I have spent the last 6 weeks in India, where many people live on less than $1 a day.
As I walk down the streets, I see so many women and children without any shoes on their feet, whole families sleeping on the same patch of sidewalk night after night. We have all seen the face of third-world poverty in pictures, but seeing it live provides me with piercing understanding about how much the human sprit can endure.
Their lives are so hard. Yet, these families still have smiles on their faces, even if they have no food on their bellies. They have pride, community spirit, and a strong sense of morality.
Here in India, microenterprise has become very well known. It can change a woman’s life by providing her with a $5, $50 or even $500 loan. Many women on the street, like those I have seen, have taken advantage of what microentperise can offer them.
As the field has grown it has also become commercial. India’s president-elect is embroiled in scandal because the bank she founded – which offered microenterprise loans as well as regular loans – gave loans to family members and let them default, leaving aging pensioners without any access to their savings.
The scope of what a $500 microenterprise investment can do in India is a stark contrast to the US where $500 won’t even pay rent for a month.
Today the importance of my role in microenterprise really struck home. I was talking with the granddaughter of our servant. Her grandmother cannot read or write, she has been changing the diapers, cleaning the toilets and making the dinners of my family for more than 40 years.
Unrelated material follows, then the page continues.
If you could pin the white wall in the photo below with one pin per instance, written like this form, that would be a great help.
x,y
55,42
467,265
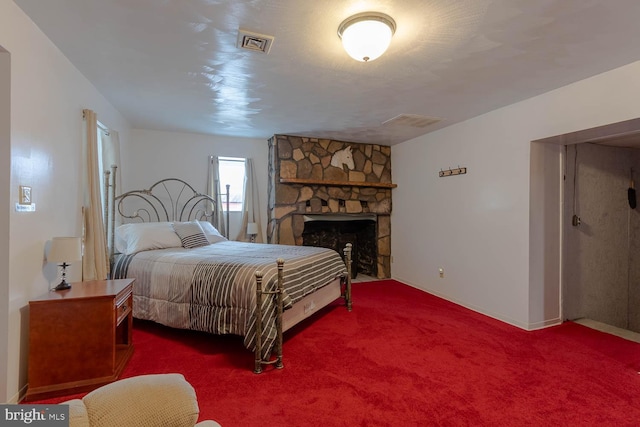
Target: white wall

The granddaughter had other dreams, she is going to hotel school despite the fact that both her parents are dead.
After 6 weeks of living together this young woman - my maid, I guess you would say - finally ventured a conversation with me. She asked me what I studied in college and what I did for a living.
She asked me what it was like to go around the globe, because she has never been outside of the city limits.
And then she turned to me and said, “Do you know that you have the best job ever?” That hit me between the eyes.
For most young, educated people in India, the best job one can get is working in a call center – your name stops being Saraswati because they want you to be Sarah, Manu becomes Michael. And you work American hours which means arriving at work in the dead of night. If you don’t have an education, you work doing whatever your parents did.
This girl has escaped that. She will graduate from hotel school, and if she is lucky she will someday be able to work the front desk. But it isn’t her dream job.
When I told her about the work I was doing to help women and their families, her eyes gleamed. She felt that it was the most important work that she could think of. And she should know.